Thursday, January 29, 2009

Behind The Great Firewall, Part II

Even in the darkness that covers the Chinese human rights landscape, much as thick pollution obscures great swathes of its physical landscape, there are occasional patches of light. The Washington Post has a story up today about Charter 08, a human rights manifesto developed over the last year and released a month and a half ago. The Charter calls upon the Communist Party to make overwhelming changes to its human rights and political policies including granting freedom of speech, the right to gather, and the end of one-party rule.

The writers of the document pulled no punches- here is an excerpt from the foreword:

The Communist Party of China seized control of all organs
of the state and all political, economic, and social
resources, and, using these, has produced a long trail of
human rights disasters, including, among many others, the
Anti-Rightist Campaign (1957), the Great Leap Forward
(1958-1969), the Cultural Revolution(1966–1969), the
Tiananmen Square Massacre (1989), and the current
repression of all unauthorized religions… During all this,
the Chinese people have paid a gargantuan price. Tens of
millions have lost their lives, and several generations
have seen their freedom, their happiness, and their human
dignity cruelly trampled.
Every Chinese citizen who chooses to sign this (over 8,100 have so far) runs the risk of being detained by the government- or worse. Many of the original drafters have been jailed, and seen their houses ransacked, families harassed, and bank accounts emptied. Although the internet censorship authorities are trying their hardest to erase every sign of it, the Chinese people are spreading it faster than they can handle for now. The first to sign it were mainly recognized dissidents who are no strangers to Chinese “justice,” but the Post notes that a number of recent signees are everyday citizens who have no history of tangling with the authorities.

Charter 08 also calls for establishing a federated republic, which would then “[seek] ways to find a workable framework within which all ethnic and religious groups can flourish.” Provisions like that are obviously welcome news to groups like the Tibetans and Uyghurs, which is probably why the Dalai Lama has joined a number of other noted exiled dissidents, scholars, and religious figures in endorsing it.

Still, for now all this amounts to is 0.000006% of the population signing a document on the internet. Gauging true support for something like this will always be a challenge, when Chinese citizens are well aware of what lengths the government will go to fight it. Luckily these are sacrifices that the Chinese democracy movement and it’s small but growing group of open supporters seem willing to make. Exactly how long Communist Party elders will allow this to spread before they truly take the gloves off is another mystery- some of those involved with creating and propagating Charter 08 are veterans of Tiananmen, and are thus well-acquainted with the amount of force the government has used to crush similar movements in the past.

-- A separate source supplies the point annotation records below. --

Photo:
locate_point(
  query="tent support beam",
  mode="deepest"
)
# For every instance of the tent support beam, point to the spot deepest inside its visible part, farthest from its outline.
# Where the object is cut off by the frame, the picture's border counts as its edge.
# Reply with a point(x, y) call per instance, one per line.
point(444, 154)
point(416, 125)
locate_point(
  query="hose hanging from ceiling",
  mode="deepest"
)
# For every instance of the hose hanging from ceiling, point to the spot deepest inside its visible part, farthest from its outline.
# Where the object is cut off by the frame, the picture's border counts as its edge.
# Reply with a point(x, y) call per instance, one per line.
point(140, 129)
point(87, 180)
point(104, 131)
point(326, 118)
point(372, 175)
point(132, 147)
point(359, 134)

It’s good to know that the Chinese democracy movement still lives, even if it faces an uphill battle. For what it’s worth, its writers are making their case well, including these lines which seem to mirror lines from Barack Obama’s inauguration speech:

“Authoritarianism is in general decline throughout the
world; in China, too, theera of emperors and overlords
is on the way out… The democratization of Chinese
politics can be put off no longer.”
Beijing managed, albeit poorly, to censor Obama. Can they manage the same now, with so many of their own citizens working against them?

1 comment:

  1. Crazy stuff. The courage of those who did sign it is pretty remarkable, I can't imagine what they're going through.